Monday, August 22, 2011

Sri Lanka HNB debentures rated 'A+(lka)'

Aug 22, 2011 (LBO) - Fitch Ratings Lanka has assigned Hatton National Bank's (HNB) proposed subordinated debentures of up to 2.0 billion rupees a national long-term rating of 'A+(lka)'.

The issue is rated one notch below HNB's national long-term rating reflecting its debt-like features, a statement said.

The proposed debentures, to be listed on the Colombo Stock Exchange alongside HNB's other listed and rated debentures, will have a maturity of 10 years with principal repayment as a bullet payment on maturity.

Coupon payments will be semi-annual at a fixed rate and do not contain any deferral clauses.

As at June 2011, HNB's tier I and total capital adequacy ratio (CAR) was 9.13 percent and 10.3 percent, at the bank level.

"The subordinated debenture issue will increase HNB's regulatory Tier 2 capital from 2.7 billion rupees as at June 2011 to 4.7 billion rupees and enable the bank to better match projected growth in its housing loan book," Fitch Ratings said.

Fitch estimates that the bank's total regulatory CAR would incrementally rise by about 0.87 percent after the issuance in June 2011, excluding un-audited profit for the six-month period ended June 2011 and the subsequent rights issue announced by the bank.

"However under Fitch's criteria, these securities will receive zero equity credit as they do not allow for going-concern loss absorption," it said.

"By itself, further expected strong growth at the bank will result in a weakening of its capitalisation, as per the agency's measures."

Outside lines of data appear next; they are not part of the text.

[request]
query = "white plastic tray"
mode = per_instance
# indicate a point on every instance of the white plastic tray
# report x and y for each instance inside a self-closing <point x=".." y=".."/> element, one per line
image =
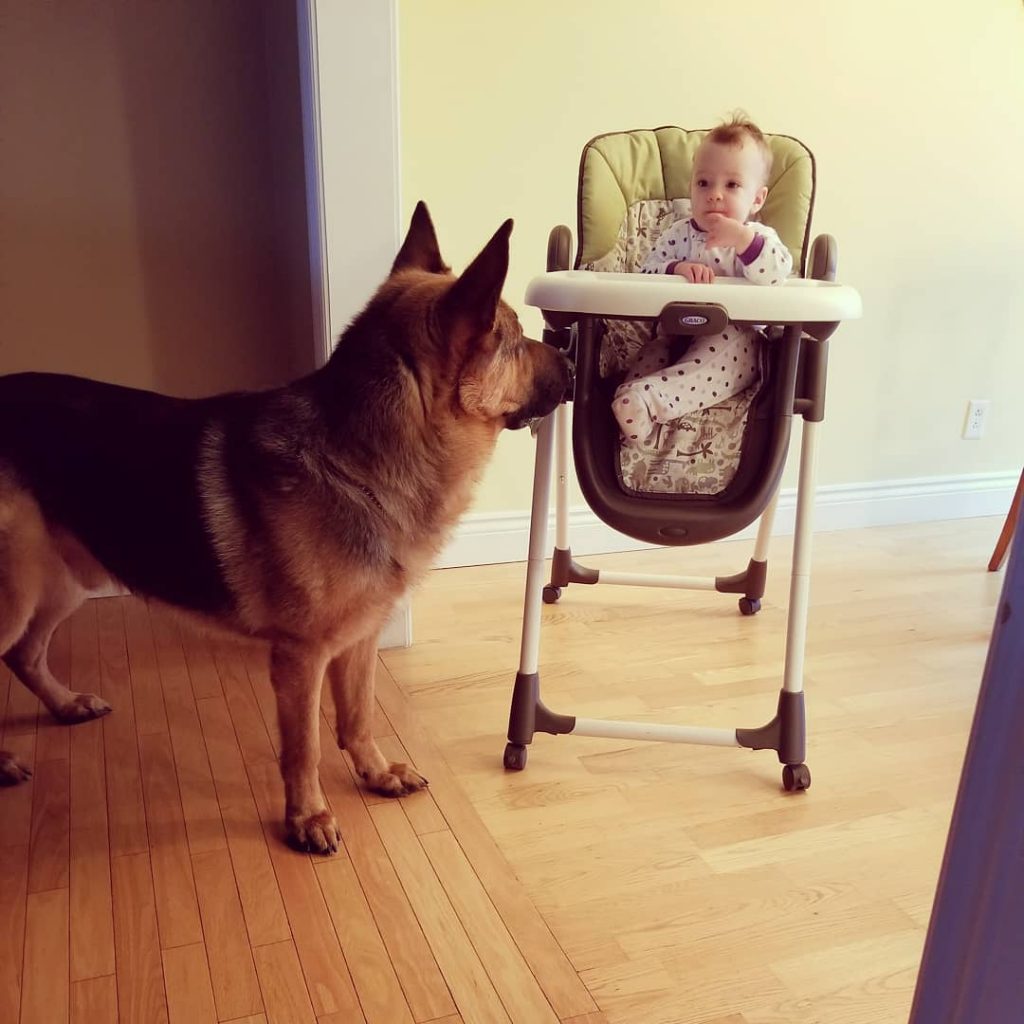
<point x="626" y="295"/>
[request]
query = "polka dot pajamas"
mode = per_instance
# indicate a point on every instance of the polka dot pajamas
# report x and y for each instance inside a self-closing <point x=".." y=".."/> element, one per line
<point x="655" y="390"/>
<point x="714" y="367"/>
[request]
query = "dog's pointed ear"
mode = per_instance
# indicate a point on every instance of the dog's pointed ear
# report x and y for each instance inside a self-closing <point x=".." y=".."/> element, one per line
<point x="420" y="250"/>
<point x="472" y="300"/>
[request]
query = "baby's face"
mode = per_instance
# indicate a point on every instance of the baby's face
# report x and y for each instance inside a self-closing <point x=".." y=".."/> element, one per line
<point x="727" y="179"/>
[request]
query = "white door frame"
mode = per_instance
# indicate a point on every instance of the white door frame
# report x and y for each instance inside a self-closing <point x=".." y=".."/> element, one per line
<point x="348" y="60"/>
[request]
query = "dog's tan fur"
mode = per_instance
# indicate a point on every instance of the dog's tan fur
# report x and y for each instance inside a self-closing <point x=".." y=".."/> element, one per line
<point x="285" y="547"/>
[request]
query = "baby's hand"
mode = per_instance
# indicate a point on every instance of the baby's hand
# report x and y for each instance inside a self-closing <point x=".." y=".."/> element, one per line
<point x="697" y="273"/>
<point x="724" y="232"/>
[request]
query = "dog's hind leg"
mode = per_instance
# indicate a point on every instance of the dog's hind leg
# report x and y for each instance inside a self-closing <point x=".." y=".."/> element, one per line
<point x="351" y="675"/>
<point x="297" y="676"/>
<point x="37" y="593"/>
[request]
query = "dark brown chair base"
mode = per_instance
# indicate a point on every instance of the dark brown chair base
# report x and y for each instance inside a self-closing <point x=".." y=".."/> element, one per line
<point x="1008" y="527"/>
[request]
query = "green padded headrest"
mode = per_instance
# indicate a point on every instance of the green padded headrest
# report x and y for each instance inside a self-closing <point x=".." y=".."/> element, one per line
<point x="623" y="168"/>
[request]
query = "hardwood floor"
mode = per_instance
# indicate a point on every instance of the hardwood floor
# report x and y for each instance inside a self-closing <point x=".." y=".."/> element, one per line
<point x="142" y="877"/>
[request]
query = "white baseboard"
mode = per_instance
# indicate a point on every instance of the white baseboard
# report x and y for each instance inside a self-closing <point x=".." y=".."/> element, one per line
<point x="482" y="539"/>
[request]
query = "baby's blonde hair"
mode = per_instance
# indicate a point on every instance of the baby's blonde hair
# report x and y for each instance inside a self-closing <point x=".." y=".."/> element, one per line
<point x="733" y="131"/>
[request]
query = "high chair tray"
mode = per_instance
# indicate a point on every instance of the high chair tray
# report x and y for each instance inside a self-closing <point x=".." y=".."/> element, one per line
<point x="627" y="295"/>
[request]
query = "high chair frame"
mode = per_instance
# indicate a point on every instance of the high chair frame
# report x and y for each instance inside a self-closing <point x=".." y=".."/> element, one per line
<point x="572" y="303"/>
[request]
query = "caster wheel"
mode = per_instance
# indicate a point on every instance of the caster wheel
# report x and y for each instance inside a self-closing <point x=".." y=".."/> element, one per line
<point x="796" y="777"/>
<point x="515" y="757"/>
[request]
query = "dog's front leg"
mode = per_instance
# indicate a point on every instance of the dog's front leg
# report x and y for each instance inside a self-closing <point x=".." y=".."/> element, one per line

Fitch noted that HNB's loan book steadily increased by 19 percent in 2010 from a year ago and the first half of 2011 as the post-war domestic economy improved.

It shrank by five percent in 2009 similar to other banks.

About 42 percent of HNB's loan book comprised corporate loans, with retail/consumer loans and SME loans accounting for 29 percent and 13 percent at end-December 2010.

At the same time, housing loans, leasing and pawning (gold-backed loans) accounted for nine percent, seven percent and 13 percent of loans. Pawning was included under consumer loans.

HNB's current and savings account improved in 2010, accounting for 54.2 percent of total deposits as at end-December 2010 (46.5 percent as at December 2009).

The comparative figure as at June 2011 was 50.3 percent.

"This secular change in HNB's deposit mix will be positive to HNB's overall net interest margins," Fitch said.

HNB is a licensed commercial bank in which the government of Sri Lanka, entities related to the Stassen Group (excluding CBD Exports) and the Browns Group held 27 percent, 18 percent and seven percent of voting equity at December 2010.